Substrafl is a federated learning Python library that leverages the Substra framework to run federated learning experiments at scale on real distributed data. Its main usage is therefore a production usage. Yet Substrafl can also be used on a single machine on a virtually splitted dataset for two use cases:

  • to debug code before launching experiments on a real network

  • to perform FL simulations

Substrafl uses the Substra library to handle tasks creation and orchestration. Note that Substrafl is planned to be merged with Substra into a single library.

Substrafl strives to be as flexible and modular as possible. You can easily change one part of the federated learning experiment (let’s say the local training algorithm for instance) without having to change everything else (the federated learning strategy, the metrics, the dataset, etc).

ML framework compatibility: Substrafl can be used with any machine learning framework (PyTorch, Tensorflow, Scikit-Learn, etc). However a specific interface has been developed for PyTorch which makes writing PyTorch code simpler than with other frameworks.


Substrafl and Substra are compatible with Python version 3.8 and 3.9 on both MacOS and Linux. For Windows users you can use the Windows Subsystem for Linux.

To install Substrafl run the following command:

$ pip install substrafl

Substra is a dependency of Substrafl, so it will be automatically installed.

Main concepts


An experiment is made up of all the different bricks needed to perform a federated learning training and testing: the training data, the algorithm used to do the local training, the federated learning strategy, the metric and the test data. Launching an experiment creates a Compute plan.
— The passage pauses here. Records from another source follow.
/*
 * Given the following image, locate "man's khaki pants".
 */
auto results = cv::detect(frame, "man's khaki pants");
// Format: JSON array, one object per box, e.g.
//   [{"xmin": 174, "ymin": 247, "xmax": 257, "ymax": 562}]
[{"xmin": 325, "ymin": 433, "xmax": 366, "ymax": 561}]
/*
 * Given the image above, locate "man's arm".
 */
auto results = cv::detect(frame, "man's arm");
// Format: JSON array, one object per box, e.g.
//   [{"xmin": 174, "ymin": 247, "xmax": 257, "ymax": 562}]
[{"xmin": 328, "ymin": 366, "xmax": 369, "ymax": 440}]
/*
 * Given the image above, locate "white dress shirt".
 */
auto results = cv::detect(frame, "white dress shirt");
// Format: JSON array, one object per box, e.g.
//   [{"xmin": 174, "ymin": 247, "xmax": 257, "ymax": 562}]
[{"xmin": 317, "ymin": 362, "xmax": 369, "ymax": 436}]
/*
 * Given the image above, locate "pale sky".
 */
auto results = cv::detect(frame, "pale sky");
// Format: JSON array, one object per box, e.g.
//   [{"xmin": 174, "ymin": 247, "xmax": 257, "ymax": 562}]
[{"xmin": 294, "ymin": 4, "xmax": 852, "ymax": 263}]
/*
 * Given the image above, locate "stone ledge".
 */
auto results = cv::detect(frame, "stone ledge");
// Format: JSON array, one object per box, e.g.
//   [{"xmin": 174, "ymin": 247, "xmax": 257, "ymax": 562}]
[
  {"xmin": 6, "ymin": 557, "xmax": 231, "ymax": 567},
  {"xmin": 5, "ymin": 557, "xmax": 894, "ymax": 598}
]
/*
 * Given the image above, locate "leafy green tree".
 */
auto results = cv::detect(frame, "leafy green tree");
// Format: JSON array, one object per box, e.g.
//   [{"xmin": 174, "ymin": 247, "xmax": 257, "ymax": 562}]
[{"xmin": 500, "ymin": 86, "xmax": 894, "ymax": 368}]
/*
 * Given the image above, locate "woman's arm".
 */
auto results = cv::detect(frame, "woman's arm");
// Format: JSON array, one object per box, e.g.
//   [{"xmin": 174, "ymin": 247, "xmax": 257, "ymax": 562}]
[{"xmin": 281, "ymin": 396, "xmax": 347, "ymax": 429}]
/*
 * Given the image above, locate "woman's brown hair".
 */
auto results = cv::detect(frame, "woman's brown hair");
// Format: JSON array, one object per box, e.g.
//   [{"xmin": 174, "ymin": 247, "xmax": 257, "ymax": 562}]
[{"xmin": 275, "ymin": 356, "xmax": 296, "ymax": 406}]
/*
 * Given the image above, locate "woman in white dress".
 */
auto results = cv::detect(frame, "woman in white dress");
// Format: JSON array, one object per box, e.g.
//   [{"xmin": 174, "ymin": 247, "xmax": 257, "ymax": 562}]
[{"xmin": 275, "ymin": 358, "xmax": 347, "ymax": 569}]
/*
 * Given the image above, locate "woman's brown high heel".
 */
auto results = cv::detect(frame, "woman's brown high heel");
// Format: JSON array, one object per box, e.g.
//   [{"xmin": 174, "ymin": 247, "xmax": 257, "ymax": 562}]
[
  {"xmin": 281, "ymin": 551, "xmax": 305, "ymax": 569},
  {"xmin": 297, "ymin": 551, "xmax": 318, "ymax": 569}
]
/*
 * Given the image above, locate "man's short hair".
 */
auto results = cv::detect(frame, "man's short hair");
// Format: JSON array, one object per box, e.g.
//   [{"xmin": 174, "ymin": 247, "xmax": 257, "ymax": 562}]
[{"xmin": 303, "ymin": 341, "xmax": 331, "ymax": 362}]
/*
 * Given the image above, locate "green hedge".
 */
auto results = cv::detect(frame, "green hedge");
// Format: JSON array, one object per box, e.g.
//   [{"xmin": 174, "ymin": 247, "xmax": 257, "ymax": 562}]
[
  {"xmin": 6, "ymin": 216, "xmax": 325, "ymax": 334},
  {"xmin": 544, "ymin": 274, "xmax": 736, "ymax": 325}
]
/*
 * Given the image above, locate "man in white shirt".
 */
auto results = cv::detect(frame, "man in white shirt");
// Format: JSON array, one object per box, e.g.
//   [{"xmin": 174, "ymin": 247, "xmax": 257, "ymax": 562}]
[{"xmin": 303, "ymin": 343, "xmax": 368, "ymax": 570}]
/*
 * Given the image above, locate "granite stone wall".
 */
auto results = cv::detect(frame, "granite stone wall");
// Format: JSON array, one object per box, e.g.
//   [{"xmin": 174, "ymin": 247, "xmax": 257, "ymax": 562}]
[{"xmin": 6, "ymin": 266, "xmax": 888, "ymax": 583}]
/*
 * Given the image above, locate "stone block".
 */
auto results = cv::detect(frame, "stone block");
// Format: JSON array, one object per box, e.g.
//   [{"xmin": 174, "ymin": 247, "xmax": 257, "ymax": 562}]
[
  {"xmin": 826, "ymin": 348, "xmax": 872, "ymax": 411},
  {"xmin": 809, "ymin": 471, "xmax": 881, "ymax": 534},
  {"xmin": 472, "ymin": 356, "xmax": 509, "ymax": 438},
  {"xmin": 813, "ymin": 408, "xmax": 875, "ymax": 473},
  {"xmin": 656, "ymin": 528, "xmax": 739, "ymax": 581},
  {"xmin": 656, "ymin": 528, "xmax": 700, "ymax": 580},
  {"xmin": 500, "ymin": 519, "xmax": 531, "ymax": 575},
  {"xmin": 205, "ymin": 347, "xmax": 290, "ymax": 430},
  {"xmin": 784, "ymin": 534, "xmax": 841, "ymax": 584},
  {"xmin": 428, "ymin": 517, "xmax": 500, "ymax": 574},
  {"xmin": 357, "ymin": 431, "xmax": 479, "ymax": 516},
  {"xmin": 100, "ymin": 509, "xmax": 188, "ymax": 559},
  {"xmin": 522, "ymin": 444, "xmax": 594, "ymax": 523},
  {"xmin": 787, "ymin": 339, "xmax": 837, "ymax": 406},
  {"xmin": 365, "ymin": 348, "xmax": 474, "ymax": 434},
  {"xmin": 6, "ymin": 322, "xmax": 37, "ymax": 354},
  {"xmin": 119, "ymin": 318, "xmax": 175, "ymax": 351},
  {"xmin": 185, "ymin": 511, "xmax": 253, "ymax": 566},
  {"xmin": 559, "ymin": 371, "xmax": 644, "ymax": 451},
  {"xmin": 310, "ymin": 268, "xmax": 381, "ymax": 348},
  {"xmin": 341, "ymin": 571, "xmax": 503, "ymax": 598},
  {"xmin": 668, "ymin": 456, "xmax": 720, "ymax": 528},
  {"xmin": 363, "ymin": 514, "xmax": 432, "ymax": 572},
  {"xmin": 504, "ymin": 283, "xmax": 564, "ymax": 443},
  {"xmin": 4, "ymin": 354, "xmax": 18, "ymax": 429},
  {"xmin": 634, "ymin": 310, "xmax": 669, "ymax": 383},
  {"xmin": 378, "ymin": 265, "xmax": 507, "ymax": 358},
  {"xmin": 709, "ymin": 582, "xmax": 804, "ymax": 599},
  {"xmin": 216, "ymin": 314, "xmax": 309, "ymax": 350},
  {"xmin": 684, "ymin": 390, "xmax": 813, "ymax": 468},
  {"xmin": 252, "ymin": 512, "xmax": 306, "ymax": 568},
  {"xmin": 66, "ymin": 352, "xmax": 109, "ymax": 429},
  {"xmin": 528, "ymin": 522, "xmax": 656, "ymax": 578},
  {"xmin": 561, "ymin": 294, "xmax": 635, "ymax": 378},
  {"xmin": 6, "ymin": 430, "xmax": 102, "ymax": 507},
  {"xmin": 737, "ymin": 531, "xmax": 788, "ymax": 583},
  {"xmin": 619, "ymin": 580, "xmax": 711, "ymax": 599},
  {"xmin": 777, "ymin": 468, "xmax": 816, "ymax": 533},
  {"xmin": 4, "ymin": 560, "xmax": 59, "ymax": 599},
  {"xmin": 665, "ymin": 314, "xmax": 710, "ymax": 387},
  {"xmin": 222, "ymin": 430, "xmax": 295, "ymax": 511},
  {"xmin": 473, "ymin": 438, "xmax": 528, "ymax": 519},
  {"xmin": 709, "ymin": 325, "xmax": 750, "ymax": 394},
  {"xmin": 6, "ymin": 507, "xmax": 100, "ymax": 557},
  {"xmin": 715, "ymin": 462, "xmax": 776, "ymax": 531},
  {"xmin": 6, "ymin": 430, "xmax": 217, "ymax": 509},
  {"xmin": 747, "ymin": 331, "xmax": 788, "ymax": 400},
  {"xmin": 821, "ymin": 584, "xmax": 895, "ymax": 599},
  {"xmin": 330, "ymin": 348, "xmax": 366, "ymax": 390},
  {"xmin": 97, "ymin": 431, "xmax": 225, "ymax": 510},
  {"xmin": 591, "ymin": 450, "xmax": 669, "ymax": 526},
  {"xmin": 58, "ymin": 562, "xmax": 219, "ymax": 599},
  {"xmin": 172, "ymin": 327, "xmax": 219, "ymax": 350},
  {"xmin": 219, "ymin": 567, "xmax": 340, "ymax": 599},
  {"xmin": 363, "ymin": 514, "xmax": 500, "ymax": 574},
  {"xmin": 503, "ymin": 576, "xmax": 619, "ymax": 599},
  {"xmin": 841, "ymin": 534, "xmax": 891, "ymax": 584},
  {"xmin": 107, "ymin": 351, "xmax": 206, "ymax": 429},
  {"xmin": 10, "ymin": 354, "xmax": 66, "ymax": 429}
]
A Substrafl algorithm is not the same as a Substra Algorithm!

A Substrafl algorithm contains the local training and predict code and all the associated hyper parameters (batch size, loss, optimizer, etc).

Evaluation Strategy

The evaluation strategy specifies how and when the model is tested. More specifically it defines:

  • on which test data the model is tested

  • at which rounds the model is tested

Index Generator

The notion of epochs does not fully apply to the FL setting. Usually we don’t want to train on a full epoch on each organization at every round but on a lesser amount of data to prevent models from different organizations from diverging too much. In a federated setting, at each round, in each organization, the model is trained for num_updates batches, each batch containing batch_size data points.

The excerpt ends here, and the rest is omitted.